Direkt zum Hauptbereich

Last Words / Koi suru nichiyobi watashi. Koishita (Ryuichi Hiroki, Japan 2007)


Ein Film voller wunderbarer Szenen. Kurz vor der Hälfte hatte ich die erste Sichtung (vor Überwältigung) abbrechen müssen, um ihn mir ein paar Tage später nochmals von vorne anzusehen. Dazwischen hatte er mich die ganze Zeit begleitet.

Dabei ist der Plot eher melodramatisch, eher ein wenig zuviel, als dem Film gut tut. Ein junge Frau aus Tokyo (Mari Horikita) kehrt in ihren Heimatort am Meer zurück, da sie sich von ihm verabschieden möchte. Sie hat eine Krebsdiagnose bekommen, ihr bleiben noch drei Monate zu leben. Zuhause angekommen, trifft sie auf einen Jugendfreund (Shunsuke Kubozuka), der sie für ein paar Tage gerne bei sich aufnimmt. Dass die beiden noch unausgesprochene Baustellen aus der Vergangenheit haben, ist offensichtlich - doch der Umgang miteinander ist sehr freundlich und zurückhaltend (zunächst). Da begleitet Nagisa einmal Satoshi auf seiner Rundtour mit dem Altmüllwagen (er schlägt sich als Trödler durch), auf der sie entdeckt, dass er ein Verhältnis mit einer verheirateten Frau hat. Die beiden kommen sich aber wieder wie zwangsläufig näher, und es wird immer schwieriger, Konflikte zu umgehen.

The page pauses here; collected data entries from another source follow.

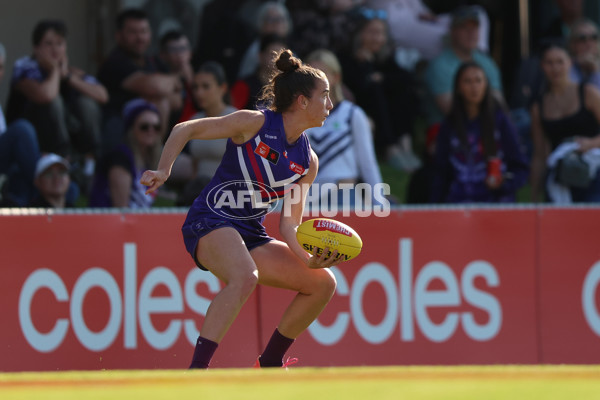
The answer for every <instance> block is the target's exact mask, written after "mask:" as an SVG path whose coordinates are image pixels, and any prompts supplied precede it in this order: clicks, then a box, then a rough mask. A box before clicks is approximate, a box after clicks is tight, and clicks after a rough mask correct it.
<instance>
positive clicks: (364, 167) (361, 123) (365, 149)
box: [306, 100, 382, 185]
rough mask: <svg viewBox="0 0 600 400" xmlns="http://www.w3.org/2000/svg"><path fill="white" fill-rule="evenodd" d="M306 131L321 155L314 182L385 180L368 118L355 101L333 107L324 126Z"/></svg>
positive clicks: (310, 141) (311, 144) (319, 158)
mask: <svg viewBox="0 0 600 400" xmlns="http://www.w3.org/2000/svg"><path fill="white" fill-rule="evenodd" d="M306 134H307V135H308V138H309V140H310V145H311V147H312V149H313V150H314V151H315V153H316V154H317V156H318V157H319V172H318V173H317V177H316V178H315V183H320V184H323V183H337V182H339V181H340V180H347V179H360V181H361V182H365V183H368V184H370V185H374V184H376V183H381V182H382V180H381V173H380V171H379V165H378V164H377V159H376V157H375V150H374V146H373V135H372V133H371V127H370V125H369V120H368V118H367V115H366V114H365V112H364V111H363V110H362V108H360V107H359V106H357V105H356V104H354V103H352V102H350V101H348V100H344V101H342V102H341V103H340V104H338V105H337V106H336V107H335V108H334V109H333V110H331V112H330V114H329V116H328V117H327V119H326V120H325V123H324V124H323V126H321V127H317V128H311V129H308V130H307V131H306Z"/></svg>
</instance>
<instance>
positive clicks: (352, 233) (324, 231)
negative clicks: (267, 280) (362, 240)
mask: <svg viewBox="0 0 600 400" xmlns="http://www.w3.org/2000/svg"><path fill="white" fill-rule="evenodd" d="M296 239H298V243H300V246H302V247H303V248H304V250H306V251H307V252H309V253H311V254H312V252H313V250H314V248H315V247H317V254H322V253H323V249H325V247H329V253H327V254H328V255H330V254H331V253H333V252H334V250H337V251H338V255H337V257H336V258H340V257H341V258H342V259H343V260H344V261H348V260H350V259H352V258H354V257H356V256H358V255H359V254H360V251H361V250H362V239H361V238H360V236H358V233H356V231H355V230H354V229H352V228H350V227H349V226H348V225H346V224H343V223H341V222H339V221H336V220H333V219H328V218H314V219H309V220H307V221H304V222H303V223H302V224H300V226H298V230H297V231H296Z"/></svg>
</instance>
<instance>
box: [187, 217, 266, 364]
mask: <svg viewBox="0 0 600 400" xmlns="http://www.w3.org/2000/svg"><path fill="white" fill-rule="evenodd" d="M196 258H197V259H198V261H199V262H200V263H201V264H202V265H203V266H205V267H206V268H207V269H208V270H209V271H210V272H212V273H213V274H214V275H215V276H217V277H218V278H219V279H220V280H222V281H223V282H224V283H225V287H224V288H223V289H221V291H220V292H219V293H218V294H217V295H216V296H215V297H214V299H213V300H212V302H211V303H210V306H209V307H208V310H207V312H206V317H205V318H204V323H203V324H202V329H201V330H200V336H199V337H198V341H197V343H196V349H195V351H194V357H193V359H192V364H191V366H190V368H206V367H208V363H209V362H210V359H211V358H212V355H213V353H214V351H215V350H216V347H217V345H218V343H219V342H220V341H221V340H222V339H223V336H225V333H226V332H227V330H228V329H229V327H230V326H231V324H232V323H233V321H234V320H235V318H236V317H237V315H238V313H239V312H240V309H241V308H242V306H243V305H244V303H245V302H246V300H247V299H248V297H249V296H250V295H251V294H252V291H253V290H254V288H255V287H256V283H257V279H258V278H257V269H256V265H255V264H254V261H253V260H252V258H251V257H250V254H249V253H248V250H247V249H246V245H245V244H244V241H243V240H242V238H241V236H240V235H239V233H238V232H237V231H236V230H235V229H233V228H230V227H224V228H219V229H216V230H214V231H212V232H210V233H209V234H207V235H205V236H203V237H202V238H200V240H199V241H198V247H197V248H196Z"/></svg>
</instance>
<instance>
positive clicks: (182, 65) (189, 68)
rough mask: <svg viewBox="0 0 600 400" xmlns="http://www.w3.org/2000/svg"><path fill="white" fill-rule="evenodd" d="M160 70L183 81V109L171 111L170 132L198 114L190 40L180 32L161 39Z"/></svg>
mask: <svg viewBox="0 0 600 400" xmlns="http://www.w3.org/2000/svg"><path fill="white" fill-rule="evenodd" d="M159 45H160V53H159V61H160V63H159V64H160V70H161V72H164V73H166V74H175V75H177V76H179V79H180V81H181V107H180V108H173V109H172V110H171V117H170V121H169V128H168V129H169V130H170V129H172V128H173V126H174V125H175V124H177V123H179V122H183V121H187V120H189V119H190V118H191V117H192V115H194V114H195V113H196V112H198V107H197V106H196V103H195V102H194V97H193V96H192V79H193V78H194V69H193V67H192V50H191V47H190V41H189V39H188V38H187V37H186V36H185V35H184V34H183V32H181V31H178V30H171V31H168V32H166V33H165V34H164V35H162V36H161V38H160V43H159Z"/></svg>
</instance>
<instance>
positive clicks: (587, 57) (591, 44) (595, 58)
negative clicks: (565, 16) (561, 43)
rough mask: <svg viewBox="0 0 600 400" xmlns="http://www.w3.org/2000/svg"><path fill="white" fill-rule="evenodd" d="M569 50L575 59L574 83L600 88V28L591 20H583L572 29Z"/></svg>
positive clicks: (579, 20)
mask: <svg viewBox="0 0 600 400" xmlns="http://www.w3.org/2000/svg"><path fill="white" fill-rule="evenodd" d="M569 49H570V52H571V57H572V59H573V67H572V68H571V74H570V75H571V78H572V79H573V81H575V82H577V83H579V82H589V83H591V84H593V85H595V86H596V87H599V88H600V46H599V44H598V27H597V26H596V24H595V23H594V22H593V21H591V20H589V19H581V20H579V21H577V22H575V23H574V24H573V26H572V27H571V34H570V35H569Z"/></svg>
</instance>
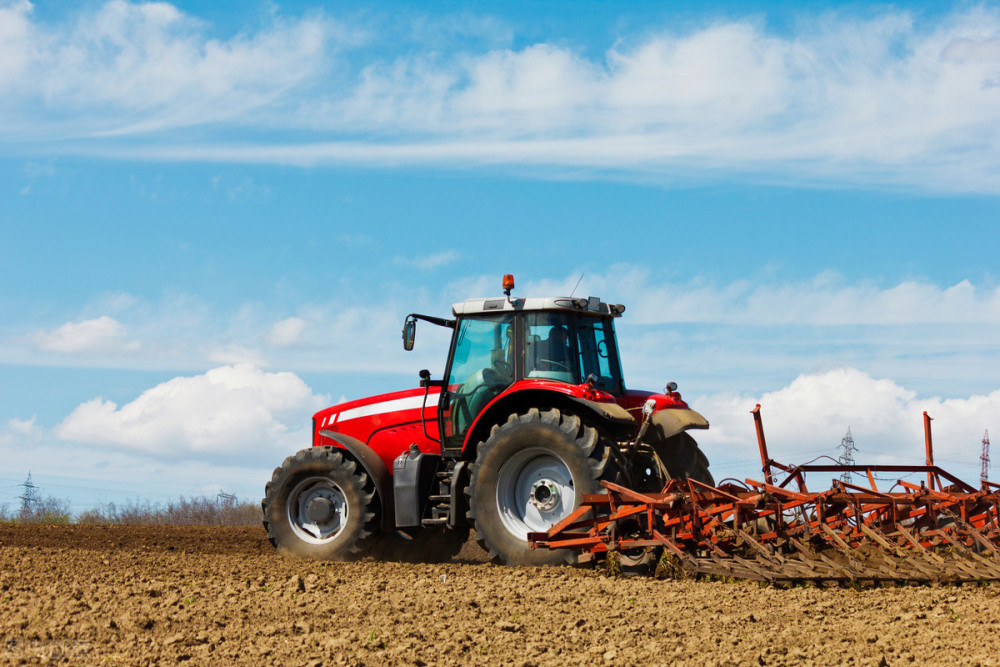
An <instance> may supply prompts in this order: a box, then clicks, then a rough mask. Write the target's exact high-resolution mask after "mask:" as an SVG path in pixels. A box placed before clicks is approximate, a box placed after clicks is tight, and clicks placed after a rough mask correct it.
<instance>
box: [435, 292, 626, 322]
mask: <svg viewBox="0 0 1000 667" xmlns="http://www.w3.org/2000/svg"><path fill="white" fill-rule="evenodd" d="M535 310H550V311H551V310H556V311H560V310H561V311H570V312H577V313H582V314H587V315H594V316H602V315H603V316H605V317H621V314H622V313H623V312H625V306H619V305H615V304H609V303H604V302H603V301H601V300H600V299H599V298H597V297H596V296H592V297H590V298H589V299H588V298H574V297H569V296H549V297H532V298H528V299H522V298H519V297H510V298H509V299H508V298H507V297H504V296H501V297H496V298H493V299H466V300H465V301H462V302H460V303H456V304H452V307H451V312H452V313H454V314H455V315H456V316H458V315H478V314H481V313H495V312H502V311H508V312H519V311H535Z"/></svg>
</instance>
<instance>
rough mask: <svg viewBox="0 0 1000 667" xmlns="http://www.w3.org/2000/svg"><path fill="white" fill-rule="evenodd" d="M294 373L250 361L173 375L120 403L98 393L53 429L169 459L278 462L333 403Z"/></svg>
mask: <svg viewBox="0 0 1000 667" xmlns="http://www.w3.org/2000/svg"><path fill="white" fill-rule="evenodd" d="M328 400H329V399H328V398H327V397H323V396H318V395H316V394H313V393H312V391H311V390H310V388H309V387H308V386H307V385H306V384H305V383H304V382H303V381H302V380H301V379H300V378H299V377H298V376H296V375H295V374H293V373H287V372H285V373H268V372H265V371H262V370H261V369H259V368H256V367H254V366H251V365H248V364H241V365H235V366H222V367H219V368H214V369H212V370H210V371H208V372H207V373H204V374H202V375H195V376H188V377H176V378H174V379H172V380H169V381H167V382H164V383H163V384H159V385H157V386H155V387H153V388H151V389H148V390H146V391H145V392H143V393H142V394H141V395H140V396H139V397H137V398H136V399H134V400H132V401H130V402H129V403H126V404H125V405H122V406H119V405H117V404H116V403H115V402H113V401H109V400H105V399H102V398H95V399H93V400H90V401H87V402H86V403H83V404H81V405H80V406H78V407H77V408H76V409H75V410H73V412H72V413H70V414H69V415H68V416H67V417H66V418H65V419H64V420H63V421H62V423H60V424H59V425H58V426H57V427H56V428H55V429H54V433H55V435H56V436H57V437H59V438H60V439H62V440H66V441H72V442H80V443H89V444H93V445H102V446H113V447H117V448H121V449H124V450H129V451H133V452H140V453H144V454H149V455H153V456H157V457H162V458H168V459H179V458H184V457H189V456H193V455H200V456H209V457H213V456H214V457H216V458H223V457H224V456H236V457H239V458H240V459H241V461H244V460H248V459H253V458H254V457H261V458H268V457H270V458H271V459H273V457H274V456H275V453H276V452H288V451H295V450H296V449H299V448H301V447H303V446H307V445H308V444H309V433H308V431H309V426H308V424H309V417H310V416H311V415H312V413H313V412H315V411H316V410H318V409H319V408H321V407H323V406H324V405H325V404H326V403H327V402H328Z"/></svg>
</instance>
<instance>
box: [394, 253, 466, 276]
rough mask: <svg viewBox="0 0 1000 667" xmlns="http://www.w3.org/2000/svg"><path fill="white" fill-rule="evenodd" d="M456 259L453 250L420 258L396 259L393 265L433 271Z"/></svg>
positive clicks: (456, 253) (455, 257)
mask: <svg viewBox="0 0 1000 667" xmlns="http://www.w3.org/2000/svg"><path fill="white" fill-rule="evenodd" d="M456 259H458V253H457V252H455V251H454V250H443V251H441V252H436V253H432V254H430V255H424V256H420V257H396V258H395V259H394V260H393V264H395V265H396V266H410V267H413V268H415V269H420V270H421V271H433V270H434V269H437V268H440V267H442V266H445V265H447V264H451V263H452V262H454V261H455V260H456Z"/></svg>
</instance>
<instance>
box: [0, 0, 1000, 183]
mask: <svg viewBox="0 0 1000 667" xmlns="http://www.w3.org/2000/svg"><path fill="white" fill-rule="evenodd" d="M2 11H3V12H4V17H3V18H4V20H3V21H0V25H3V26H4V27H3V28H2V29H0V30H2V31H0V94H3V95H4V98H5V100H6V101H7V106H6V107H5V108H6V111H4V112H2V113H3V114H5V115H3V116H0V120H4V122H3V123H2V124H0V127H4V128H5V130H0V132H6V133H7V134H6V135H3V134H0V137H4V136H5V138H6V139H8V140H10V141H17V142H18V144H19V145H21V146H26V148H25V150H27V151H29V152H30V151H32V150H33V148H32V146H34V148H35V149H38V148H40V144H39V145H34V144H32V143H31V142H32V139H31V137H36V138H40V137H44V138H45V140H46V144H45V145H46V146H51V145H52V143H51V141H52V139H53V138H58V137H62V138H64V139H81V138H88V139H90V140H89V141H87V142H85V143H83V144H81V143H79V142H75V143H73V144H72V145H63V146H62V149H63V150H66V151H82V152H85V153H89V154H99V155H104V156H109V157H115V156H118V157H124V158H137V157H142V158H154V159H162V160H209V161H220V162H254V163H280V164H300V165H312V164H370V165H376V166H392V165H400V164H427V163H434V164H440V165H444V166H459V167H468V166H470V165H473V166H475V165H496V164H503V165H519V166H530V167H541V166H545V167H557V168H561V170H563V171H565V170H569V169H572V170H574V171H575V170H579V169H584V170H615V171H621V172H628V173H631V174H635V175H637V176H640V177H643V178H650V177H652V178H656V179H661V180H663V179H665V180H671V181H676V180H678V179H684V180H691V179H698V178H713V177H716V176H717V175H718V174H719V173H722V171H724V172H725V173H726V174H727V175H729V176H732V175H737V176H739V177H741V178H746V179H752V180H765V181H769V182H775V181H777V182H783V183H799V184H801V183H808V184H815V183H835V184H843V183H849V184H852V185H857V184H863V185H865V186H869V187H870V186H873V185H882V186H893V187H897V186H903V187H918V188H924V189H926V188H929V189H933V190H938V191H981V192H997V191H998V190H1000V159H998V157H997V156H998V155H1000V129H998V128H1000V56H998V55H997V54H998V53H1000V49H998V47H997V43H998V40H997V37H996V35H997V34H998V33H1000V13H998V12H997V11H995V10H992V9H989V8H965V9H956V10H953V11H951V12H946V13H945V14H943V15H938V16H935V17H934V18H933V19H932V18H924V17H922V16H920V15H915V14H911V13H908V12H905V11H897V10H891V9H886V10H884V11H883V12H881V13H880V14H875V15H865V16H864V17H859V16H857V15H856V14H852V13H851V12H850V10H844V11H841V12H838V13H823V14H813V15H801V16H800V18H799V20H798V21H797V22H796V23H795V24H794V27H793V29H792V31H791V33H790V34H787V33H777V32H774V31H771V30H769V29H768V28H767V26H766V24H765V23H763V22H762V21H759V20H751V19H742V18H738V17H730V18H720V19H718V20H716V21H715V22H712V23H709V24H702V25H697V24H691V25H689V26H686V27H684V28H674V27H670V28H663V29H650V30H646V31H643V32H642V33H640V34H621V35H618V36H617V39H615V40H614V41H613V42H609V43H608V45H607V47H606V48H605V50H604V51H603V53H600V52H597V53H596V54H595V53H594V52H593V51H590V50H587V51H584V50H583V49H582V48H581V47H579V46H576V45H574V44H573V43H572V42H570V41H568V40H566V39H560V40H559V41H558V43H553V42H550V41H538V42H534V43H529V44H527V45H525V46H523V47H520V48H513V47H511V46H510V43H511V42H512V41H513V40H512V34H511V33H510V30H509V29H507V28H504V27H497V28H495V34H494V35H493V38H489V37H488V36H483V35H481V34H476V35H475V36H472V35H465V36H464V37H462V38H461V39H460V40H459V41H457V42H456V41H455V39H454V38H455V35H454V34H452V33H449V34H448V35H447V36H446V37H445V38H444V41H443V42H442V41H440V40H435V39H432V38H429V37H428V35H427V34H426V33H427V32H428V30H430V31H433V30H435V28H434V27H433V25H429V24H428V23H427V22H423V23H421V22H420V21H413V18H414V17H412V16H408V17H406V20H407V21H409V22H411V23H413V24H414V25H417V24H421V27H420V31H421V32H422V36H423V38H424V43H426V44H429V45H432V46H427V47H424V48H421V47H419V46H414V47H413V48H407V49H399V48H396V47H397V45H396V44H395V43H389V42H388V40H390V39H397V38H398V35H399V33H400V30H399V29H398V28H397V26H388V25H384V24H382V23H379V22H377V21H376V20H375V19H371V18H370V17H369V18H368V19H358V20H356V22H355V23H354V24H351V25H346V24H344V23H340V22H336V21H333V20H331V19H330V18H328V17H325V16H324V15H323V14H321V13H314V14H309V15H307V16H302V17H299V18H281V17H278V18H275V19H274V20H273V21H271V22H269V23H265V24H263V25H262V26H261V27H259V28H258V29H257V30H256V31H254V32H246V33H241V34H239V35H236V36H232V37H229V38H220V37H218V36H216V35H215V33H214V31H213V27H212V26H211V25H209V24H207V23H206V22H204V21H201V20H199V19H198V17H196V16H193V15H190V14H186V13H184V12H183V11H181V10H180V9H178V8H177V7H175V6H173V5H170V4H167V3H156V4H152V3H150V4H132V3H128V2H124V1H123V0H114V1H112V2H107V3H105V4H104V5H101V6H99V7H97V8H96V9H88V10H82V11H79V12H77V13H76V14H74V15H72V16H71V17H70V18H69V19H68V20H67V21H65V22H62V23H59V24H52V23H48V22H45V21H43V20H41V19H39V18H37V17H36V16H35V15H34V14H33V12H32V8H31V5H30V4H29V3H27V2H15V3H8V4H7V5H6V6H5V7H4V8H3V9H2ZM665 18H669V15H665ZM401 20H402V19H401ZM487 23H488V22H487ZM445 24H446V22H445V21H440V22H438V24H437V28H436V29H437V30H439V31H446V28H445V27H443V26H445ZM442 34H443V33H442ZM360 35H363V37H359V36H360ZM380 35H383V36H382V37H380ZM497 36H501V37H502V39H504V40H506V41H507V44H498V41H497ZM380 39H381V40H385V41H379V40H380ZM362 40H367V46H368V47H372V46H383V47H386V48H384V49H379V48H374V49H373V48H367V49H355V48H354V47H355V46H357V45H358V44H359V43H361V41H362ZM445 43H446V44H447V45H448V47H449V48H443V49H442V48H440V46H441V44H445ZM434 45H437V47H438V48H434ZM373 54H384V55H373ZM223 121H224V122H225V123H226V133H225V137H223V136H222V135H221V134H217V133H215V132H214V128H215V127H217V124H218V123H220V122H223ZM178 128H197V129H198V133H197V137H198V139H197V140H196V139H194V138H190V139H189V140H186V141H185V140H184V137H185V135H183V134H172V135H171V136H170V137H169V138H170V141H159V140H158V139H159V138H160V137H161V136H163V135H162V132H163V131H166V130H171V131H173V130H177V129H178ZM138 136H142V137H144V138H146V139H147V141H143V142H142V143H140V144H136V143H133V142H129V141H126V140H125V139H126V138H128V137H138ZM187 136H189V137H193V136H194V135H193V134H192V135H187ZM100 137H103V139H99V138H100ZM265 137H266V138H265ZM26 138H27V139H26ZM26 140H27V144H25V141H26ZM720 170H722V171H720ZM536 173H548V174H551V173H552V171H551V169H546V170H544V171H543V170H539V171H538V172H536Z"/></svg>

Hirokis Regie entzieht dem Melodrama allen Schmalz. In einfachen Bildern des Alltags wird die Geschichte erzählt, Bilder, die gerade aufgrund ihrer unspektakulären Art ein eigene Poesie des Moments entfalten, die enorm einnehmend ist. Es bleibt Zeit, sich in den Bildern Hirokis umzuschauen. Er schneidet tendenziell hart, die Einstellungen bleiben aber lange stehen. Die Kamera geht sowohl ganz nah ran, als auch auf weite Distanz. Aber immer wird mit jedem Bild ein Gefühl erzeugt, besser: zugelassen; es ist tatsächlich möglich, jede Einstellung in diesem Film zu mögen (wenn man das aushalten kann). Etwa die Ankunft an seinem Haus, das zunächst verschlossen ist. Es ist eine gewöhnliche Einfahrt zu einem ganz normalen einstöckigen Landhaus. Kiesweg. Keiner da. Die Sonne brennt. Man hört die Zikaden und die Vögel. Man beginnt zu schwitzen. Wenn nur jemand da wäre!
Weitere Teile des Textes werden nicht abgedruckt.